Abstraction is a major driving force of progress. By finding solutions that are more and more general, we can increase the scope of our practical and theoretical knowledge.
It is from this perspective that I have approached Glen's impressive work at Agoraphilia. When it looks like half of a roll of toilet paper is left (based on the change in the radius of the roll), Glen asked, how much of the tp is really left? Using measurements he took of a typical roll, (4 cm in tube diameter and 10 cm in total diameter), Glen found that the answer was about 39% (or, more precisely, 11/28). He then generalized his result to the case where the apparent proportion of roll used is a variable, X. Then the actual fraction of remaining toilet paper, Y, is
Y = [(3X + 2)^2 – 4]/21
In the interest of peer review and further generalization, I treated both the radius of the tube, r, and the radius of the entire roll, R, as variables. Then, using only geometry (calculations of the volumes of cylinders), Y can be found to equal:
Y = [(X^2)(R - r) + 2Xr]/(R + r)
Though it isn't obvious, this formula simplifies to his formula when R = 5 and r = 2. It also verifies Glen's claim that his formula is correct when both r and R change proportionally, since both the numerator and denominator are linear in r and R. That also means that it doesn't matter if you use centimeters or inches or some other unit, or if you measure the diameter or the radius, as long as you're consistent in your choices.

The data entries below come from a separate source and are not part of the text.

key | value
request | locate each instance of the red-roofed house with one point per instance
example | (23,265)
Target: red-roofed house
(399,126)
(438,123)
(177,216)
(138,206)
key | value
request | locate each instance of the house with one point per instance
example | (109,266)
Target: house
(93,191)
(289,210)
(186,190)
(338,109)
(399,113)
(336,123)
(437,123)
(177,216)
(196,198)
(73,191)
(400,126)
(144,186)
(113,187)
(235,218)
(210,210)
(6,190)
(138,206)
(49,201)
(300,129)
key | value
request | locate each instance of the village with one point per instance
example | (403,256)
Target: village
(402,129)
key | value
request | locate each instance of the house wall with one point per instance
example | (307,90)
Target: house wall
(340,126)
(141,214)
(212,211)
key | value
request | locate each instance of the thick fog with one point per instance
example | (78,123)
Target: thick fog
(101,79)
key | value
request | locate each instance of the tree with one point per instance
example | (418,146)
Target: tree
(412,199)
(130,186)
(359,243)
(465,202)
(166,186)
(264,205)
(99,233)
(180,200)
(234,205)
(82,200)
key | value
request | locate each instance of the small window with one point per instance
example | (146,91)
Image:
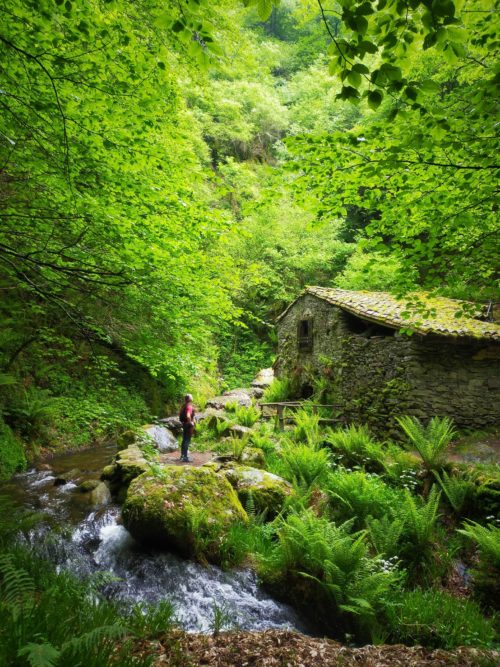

As a test case of this formula, I calculated Y for a roll with a 10" diameter and a 1.625" diameter core, which fits the Surface Mounted Jumbo - Roll Toilet Tissue Dispenser. In that case, when it looks like half of the roll is gone, in reality only [(.5^2)(10 - 1.625) + 2(.5)(1.625)]/(10 + 1.625) = 32% remains. And when it looks like 10% of the roll is still left, there's actually only 3.5% of a roll on the tube.
Chalk another one up for progress.
Update: The fact that changing r and R proportionally does not change Y means that the general formula for Y can be simplified further. Let T be the the ratio of the total diameter of the toilet paper roll to the diameter of the tube, T = R/r. Then
Y = [2X + (T - 1)X^2]/(T + 1)